Cette disposition donne donc au juge, lorsqu'il octroie le sursis, la faculté de fixer, pour la durée du délai d'épreuve, une règle de conduite adaptée au but du sursis, qui est l'amendement durable du condamné. La règle de conduite ne doit pas avoir un rôle exclusivement punitif et son but ne saurait être de porter préjudice au condamné. Elle doit être conçue en premier lieu dans l'intérêt du condamné et de manière à ce qu'il puisse la respecter. Elle doit par ailleurs avoir un effet éducatif limitant le danger de récidive (ATF 108 IV 152 consid. 3a p. 152/153; 106 IV 325 consid. 1 p. 327/328 et les arrêts cités). Dans ce cadre, c'est à l'autorité cantonale qu'appartiennent le choix et le contenu des règles de conduite. S'agissant, sur ce point, d'une question d'appréciation, le Tribunal fédéral n'intervient que si l'autorité cantonale a abusé de son pouvoir en la matière (ATF 106 IV 325 consid. 1 p. 328). 
 
2.2 Selon le recourant, la règle de conduite qui lui est imposée correspondrait à une extension de la peine accessoire prévue à l'art. 54 CP. En effet, selon cette disposition, le juge ne peut interdire que l'exercice d'une profession, d'une industrie ou d'un commerce, subordonné à une autorisation officielle. Or, le commerce de chanvre ne nécessite aucune autorisation. 
 
Les buts visés par l'art. 54 CP (interdiction d'exercer une profession) et l'art. 41 ch. 2 CP (règles de conduite) sont différents. Bien qu'elle soit classée parmi les peines accessoires, l'interdiction d'exercer une profession sert avant tout à protéger le public contre de nouveaux abus (ATF 78 IV 217 consid. 2 p. 222; cf. également Trechsel, Schweizerisches Strafgesetzbuch, Kurzkommentar, 2e éd., Zurich 1997, n. 2 ad art. 54 CP; Logoz, Commentaire du code pénal suisse, Partie générale, 2e éd., Neuchâtel/Paris 1976, p. 303/304 n. 1). La règle de conduite en revanche doit être conçue dans l'intérêt du condamné. Elle doit faciliter l'amendement de celui-ci pendant le délai d'épreuve lié au sursis (Schneider, Basler Kommentar, Strafgesetzbuch I, n. 170 ad art. 41 CP). Compte tenu de ces buts différents, l'art. 54 CP ne saurait limiter le champ d'application de l'art. 41 ch. 2 CP et garantir au condamné le droit de poursuivre l'exercice d'une profession non soumise à une autorisation spéciale (RSJ 43/1947 n. 121 p. 255). 
 
En conséquence, il est tout à fait admissible d'interdire, au titre d'une règle de conduite, une activité professionnelle, si celle-ci n'est pas compatible avec le but du sursis et ce qu'elle soit ou non soumise à une autorisation officielle. Il a été ainsi jugé que la règle de conduite imposant à celui qui est condamné pour avoir fait commerce d'objets obscènes (art. 204 aCP) de s'abstenir pendant le délai d'épreuve d'exploiter ou de faire exploiter pour lui une affaire d'articles d'ordre sexuel ne violait pas le droit fédéral (ATF 105 IV 289, approuvé par Stratenwerth, Schweizerisches Strafrecht, Allgemeiner Teil II, Berne 1989, n. 92 ad § 4). De même, en matière de libération conditionnelle, la règle de conduite (art. 38 ch. 3 CP) imposant, durant le délai d'épreuve, au détenu libéré conditionnellement de soumettre sa correspondance commerciale au patronage a été considérée comme étant licite (ATF 107 IV 88). 

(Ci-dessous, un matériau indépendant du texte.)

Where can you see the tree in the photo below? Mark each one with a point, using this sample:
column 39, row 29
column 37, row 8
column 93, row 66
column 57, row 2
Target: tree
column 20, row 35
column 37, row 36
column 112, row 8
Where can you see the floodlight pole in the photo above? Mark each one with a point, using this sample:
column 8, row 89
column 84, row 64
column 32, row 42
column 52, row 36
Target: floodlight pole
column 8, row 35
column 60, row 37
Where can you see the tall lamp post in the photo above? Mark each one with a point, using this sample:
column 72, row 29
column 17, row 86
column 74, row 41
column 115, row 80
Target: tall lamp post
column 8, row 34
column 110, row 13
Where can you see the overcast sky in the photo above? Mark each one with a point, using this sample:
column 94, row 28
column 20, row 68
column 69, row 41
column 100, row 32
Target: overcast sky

Cependant, le juge ne pourra ordonner qu'avec retenue des règles de conduite limitant l'activité professionnelle du condamné, dès lors que celles-ci sont propres à entraver ses possibilités de gain. Le choix de la règle de conduite trouve sa limite dans l'interdiction de l'arbitraire ainsi que dans l'interdiction de poursuivre un but étranger à l'institution du sursis (Schneider, op. cit., n. 161 ad art. 41 CP). Il sera ainsi inadmissible d'interdire, comme règle de conduite, une profession, en vue de punir le condamné ou de protéger la collectivité publique (RSJ 43/1947 n. 121 p. 255). Au demeurant, le principe de la proportionnalité commande qu'une règle de conduite raisonnable en soi n'impose pas au condamné, au vu de sa situation, un sacrifice excessif et qu'elle tienne compte de la nature de l'infraction commise et des infractions qu'il risque de commettre à nouveau, de la gravité de ces infractions ainsi que de l'importance du risque de récidive (ATF 107 IV 88 consid. 3a p. 89). 
 
2.3 Selon l'autorité cantonale, la règle de conduite qui a été imposée au recourant peut seule permettre de poser un pronostic favorable quant à l'amendement du recourant. A ses yeux, cette règle doit permettre de contrôler l'activité professionnelle du recourant de manière à lui éviter de commettre de nouvelles infractions. En effet, en continuant à faire le commerce d'articles liés au chanvre, le recourant s'expose à franchir les limites permises à la suite de demandes de clients et de propositions de fournisseurs. Les juges cantonaux relèvent à cet égard que la vente illicite des sachets de chanvre constituait une part importante du chiffre d'affaires du recourant et que celui-ci ne saurait vivre uniquement du commerce licite de chanvre. Il s'agit là d'une question de fait qui lie la Cour de céans. Dans la mesure où le recourant prétend le contraire, son grief est irrecevable. Les motifs justifiant la règle de conduite imposée au recourant apparaissent donc légitimes. En imposant au recourant comme règle de conduite de cesser tout commerce d'articles liés au chanvre, l'autorité cantonale ne peut se voir reprocher d'avoir méconnu les buts du sursis.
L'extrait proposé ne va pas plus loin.